Like Michael Holding in his interview yesterday, I too was taken in by Salman Butt’s polished and duplicitous front which he put up for the cameras when he became Pakistan captain. Eloquent and dignified – since portrayed as “aloof and arrogant” by Graeme Swann in his recent autobiography – he genuinely seemed to have the best interests of his team and Pakistan cricket at heart. As it turns out he did, but only in an illegal, monetary sense, and even then only to benefit the few, mainly himself.

It is easier to feel some sympathy for Amir, the nineteen-year-old who seemed to have the brightest of careers ahead of him, but who was the only one out of the three who had direct contact with subcontinental bookmakers via mobile phone. His guilty plea was based on wrong-doing in the Lord’s Test, but evidence suggests he was involved in attempts to influence the Test at the Oval as well, something he has not as yet admitted to.

In the light of new information still emerging, it seems now the ICC has no choice but to widen the scope of their investigations into other players named by fixer Mazhar Majeed in his conversations with an undercover journalist. One could cynically say the ICC are only taking this action now because the bad publicity that surrounds the sport in the light of yesterday’s verdicts has left them with no other choice.

Whether anything of substance will be done to rid the sport of this vile cancer, or whether it will simply be a case of more meaningless reports, platitude-laden press releases and empty reassurances remains to be seen.

I for one am not holding my breath.

3 Responses to “Cricket’s wakeup call? Don’t bet on it”

  1. khurram alvi says:

    A very well written article but i guess you have again missed the point. It is not just the players who are corrupt its the involvement of all Cricket boards and the ICC.

    We now know what the IPL is all about and the role BCCI plays in it. Their influence on ICC is growing by by the day and I really can’t believe that their is a cricket match played these days without any Spot fixing.

    Yes, all matches might not be fixed but spot fixing is way too easy and unless some one keeps a check on ICC and the boards there is little we can hope for.

    Being a an absolute cricket mad fan when young , I have lost all hope after the world cup in 2011. The stories that came out were sad and disturbing to say the least. I pray that there are better times ahead but i am really finding it hard to be optimistic.


    Khurram (now a bigger football fan) Alvi.

  2. legsidefilth says:

    Thanks for your comment, Khurram – it’s obvious you feel strongly about this issue, and I don’t blame you.
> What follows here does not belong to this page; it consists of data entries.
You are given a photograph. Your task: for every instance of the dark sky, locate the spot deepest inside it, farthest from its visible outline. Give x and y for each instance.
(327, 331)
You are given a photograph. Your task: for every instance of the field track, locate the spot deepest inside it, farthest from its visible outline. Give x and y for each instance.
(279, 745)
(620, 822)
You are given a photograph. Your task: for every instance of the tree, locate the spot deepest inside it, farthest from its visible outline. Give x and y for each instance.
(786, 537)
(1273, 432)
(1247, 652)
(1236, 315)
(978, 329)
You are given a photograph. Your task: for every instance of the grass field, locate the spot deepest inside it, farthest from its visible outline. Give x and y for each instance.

    While I don’t believe cheating in cricket has reached Tour de France levels, it’s plain that self-interest on the part of some will always take precedence over what is best for the sport. No sport can ever be 100 per cent clean, but I wholeheartedly agree with you that there needs to be transparency and accountability from the top down – certainly a damn sight more than there is at present.

    Right now, cricket’s biggest problem is one of perception: no matter what Ronnie Flanagan and co. might say, every moment in which a no-ball is bowled, a catch is dropped or a stumping missed will raise more eyebrows than it did before, and you cannot keep faith in a sport you cannot trust.

    I’m sorry the sport has lost you as a fan, mate – recent events may not have destroyed my love for the game, but days like these certainly test it.



  3. Lucretia says:

    I have to agree with Khurram. The boards are as much to blame as they have so little power or even interest in confronting this. The ICC as a board has no credibility at all.